The rush has begun to accelerate Wayne Rooney's return to a television studio. After his brief spell in charge of Plymouth Argyle came to its predictable end on Tuesday morning, he is being told he has blown his chance to manage and should give it up.
Maybe you're willing to listen. The final stages of his time at Home Park took on a fairly heavy-handed tone, complete with the usual off-stage noises about his social life and the challenges of being separated from his family, who live near Manchester.
I hope you don't listen. I hope someone gives him another chance in management, whatever the level, because someone with his experience, someone with his ability as a player, someone with his prestige in the game and someone with his generosity of spirit and empathy can enrich our game. .
Maybe I say that because I spent some time with him when he was in charge of Derby County and saw him working miracles at the club to keep them in the Championship during a season when they were beset by crippling financial problems. It's hard not to feel that a man like Rooney still has a lot to give.
If this happens, it will be further down the leagues. Or maybe it's somewhere abroad. That's the reality of management when you've struck out twice in your last two jobs. But he's not even 40 yet. He's still learning. Why shouldn't I go that route?
He has talent for work. His time at Pride Park proved that. That was as far from a silver spoon task as you could get and Rooney thrived on it. It could thrive again somewhere else.
Wayne Rooney has managerial talent despite his sacking from Plymouth
The work he did at Derby County in difficult circumstances shows he has what it takes to succeed.
But we shouldn't sugarcoat things: his time at Birmingham was an absolute disaster and his time at Plymouth wasn't much better.
Maybe being on Sky Sports or the BBC would scratch the itch when it comes to staying in the game. But maybe it wouldn't be like that. Football is all he has ever known and it seems the height of arrogance for people to tell him that he no longer has a place in it.
If you know anything about Rooney, you know he needs the game. If you have read anything about him, you will know that it was difficult for him to face the downturns of his career at Manchester United and he locked himself in a room in his house, drinking and not seeing the light.
He too will suffer now. Wealth does not protect from that kind of despair, as many still seem to think it should. The game is Rooney's soul and he has much more to give back.

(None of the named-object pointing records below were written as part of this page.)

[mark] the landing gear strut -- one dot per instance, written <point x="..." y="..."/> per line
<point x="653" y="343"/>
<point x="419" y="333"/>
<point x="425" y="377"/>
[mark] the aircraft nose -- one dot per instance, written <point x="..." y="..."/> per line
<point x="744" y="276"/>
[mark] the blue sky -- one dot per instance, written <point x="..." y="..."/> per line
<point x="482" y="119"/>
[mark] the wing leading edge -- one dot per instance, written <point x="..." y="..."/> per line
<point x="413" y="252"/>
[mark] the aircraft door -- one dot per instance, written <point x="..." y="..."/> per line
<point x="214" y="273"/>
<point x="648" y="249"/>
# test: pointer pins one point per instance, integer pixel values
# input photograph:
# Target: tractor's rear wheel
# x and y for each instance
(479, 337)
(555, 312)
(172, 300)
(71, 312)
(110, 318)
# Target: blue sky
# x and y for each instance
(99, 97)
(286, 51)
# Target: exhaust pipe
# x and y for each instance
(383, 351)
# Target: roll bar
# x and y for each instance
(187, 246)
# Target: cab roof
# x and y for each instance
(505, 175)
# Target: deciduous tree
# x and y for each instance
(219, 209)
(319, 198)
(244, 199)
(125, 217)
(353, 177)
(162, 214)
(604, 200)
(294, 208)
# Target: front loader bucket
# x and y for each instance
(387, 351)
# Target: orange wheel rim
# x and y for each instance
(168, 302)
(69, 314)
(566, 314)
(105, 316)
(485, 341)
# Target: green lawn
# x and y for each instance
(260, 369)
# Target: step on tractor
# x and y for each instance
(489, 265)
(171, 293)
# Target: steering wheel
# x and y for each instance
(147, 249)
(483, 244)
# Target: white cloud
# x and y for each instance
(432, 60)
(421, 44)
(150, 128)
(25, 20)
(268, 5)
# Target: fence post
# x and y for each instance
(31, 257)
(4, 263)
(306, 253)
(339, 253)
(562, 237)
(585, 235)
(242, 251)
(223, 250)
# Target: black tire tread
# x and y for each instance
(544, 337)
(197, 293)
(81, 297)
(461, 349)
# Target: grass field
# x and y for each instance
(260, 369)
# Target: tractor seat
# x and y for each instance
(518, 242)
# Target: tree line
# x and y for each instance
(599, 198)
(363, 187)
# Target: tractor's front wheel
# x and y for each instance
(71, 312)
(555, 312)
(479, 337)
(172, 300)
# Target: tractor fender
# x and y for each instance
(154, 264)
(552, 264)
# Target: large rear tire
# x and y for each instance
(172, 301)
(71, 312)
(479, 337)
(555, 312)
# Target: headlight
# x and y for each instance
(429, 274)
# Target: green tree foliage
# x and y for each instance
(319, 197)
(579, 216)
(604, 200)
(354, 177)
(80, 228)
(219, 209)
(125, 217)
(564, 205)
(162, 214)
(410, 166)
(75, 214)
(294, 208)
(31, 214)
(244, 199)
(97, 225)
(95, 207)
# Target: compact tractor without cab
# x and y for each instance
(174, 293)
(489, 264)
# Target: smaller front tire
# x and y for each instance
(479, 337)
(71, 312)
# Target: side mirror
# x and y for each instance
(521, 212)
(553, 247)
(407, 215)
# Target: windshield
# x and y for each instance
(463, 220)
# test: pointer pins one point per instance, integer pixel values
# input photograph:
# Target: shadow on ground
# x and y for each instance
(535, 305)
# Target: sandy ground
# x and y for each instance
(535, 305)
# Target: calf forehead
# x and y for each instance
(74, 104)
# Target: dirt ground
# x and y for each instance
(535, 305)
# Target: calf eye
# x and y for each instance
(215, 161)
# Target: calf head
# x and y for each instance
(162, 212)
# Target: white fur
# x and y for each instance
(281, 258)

Look, it's always a pleasure to visit Home Park. A lovely stadium with a great atmosphere and one of the best fan bases in the game, in a beautiful part of the country, and something that makes it feel like an independent football republic within our four main divisions.
But while they are a good club that often goes above and beyond, let's not pretend that Rooney was handed the keys to the kingdom when he was appointed Argyle manager in the summer.
Argyle are a proud club, but they narrowly escaped relegation from the Championship last season and this season, it was always going to be a struggle to keep them that way, whether it was one of England's best former players in charge or anyone else.
Rooney was unsuccessful at Plymouth and it was no surprise when Argyle announced they had parted ways with him on Tuesday morning with the club entrenched at the bottom of the table and four points from safety.
But while some chose to sum up his time in charge with language that suggested he had brought the apocalypse with him to the West Country, it is not as if he brought down Manchester United like Ruben Amorim is doing.
I admire him for taking on difficult jobs and not falling for the expert's easy option.
He needs football, it is his soul, and he still has a lot to give back to it.
Plymouth is last in the championship, but only survived on the final day of 2023-24.
Rooney can still find success despite another managerial disaster, writes Oliver Holt
He didn't have the experience or management know-how to create the kind of spark that a habitual underdog like Plymouth needs to thrive, the kind of spark that Neil Warnock lit with the Green Army long ago, the kind of spark that Ryan Lowe and Steven Schumacher fanned the flames more recently.
But it seems to be a particularly English phenomenon to greet the failure of some of our best players to succeed in management with sheer glee and proclaim that, because of his failure at Plymouth, Rooney should abandon all hope of ever becoming boss again. .
Rooney has managed management the hard way. He has been fed on scraps since he retired as a player. And even if he should be forgotten now, the reality is that he did an extraordinary job in desperately difficult circumstances when he was in his first role as Derby County boss.
Derby were crippled by financial problems when Rooney was there but, with the help of talented manager Liam Rosenior, he kept them afloat in the Championship for longer than many others could have.
His reign at Birmingham City was practically an unmitigated disaster. Many managers have one of those spells on their resume. His stay there was born on a bad note when the club sacked a popular manager, John Eustace, when the club was flying. Rooney was never able to overcome that obstacle and the club's fortunes soared.
There's no point in sugarcoating that. It also makes no sense to say that because it didn't work there or in Plymouth, it can never work for him anywhere else again.
I admire Rooney for trying. I admire him for not taking the easy option and sitting in a warm studio. I admire him for putting himself out there, in jobs where he knows the odds are against him, in jobs where he knows his detractors will come after him and try to prove himself.
He doesn't need the money but he does need the game. I hope you don't turn your back on him.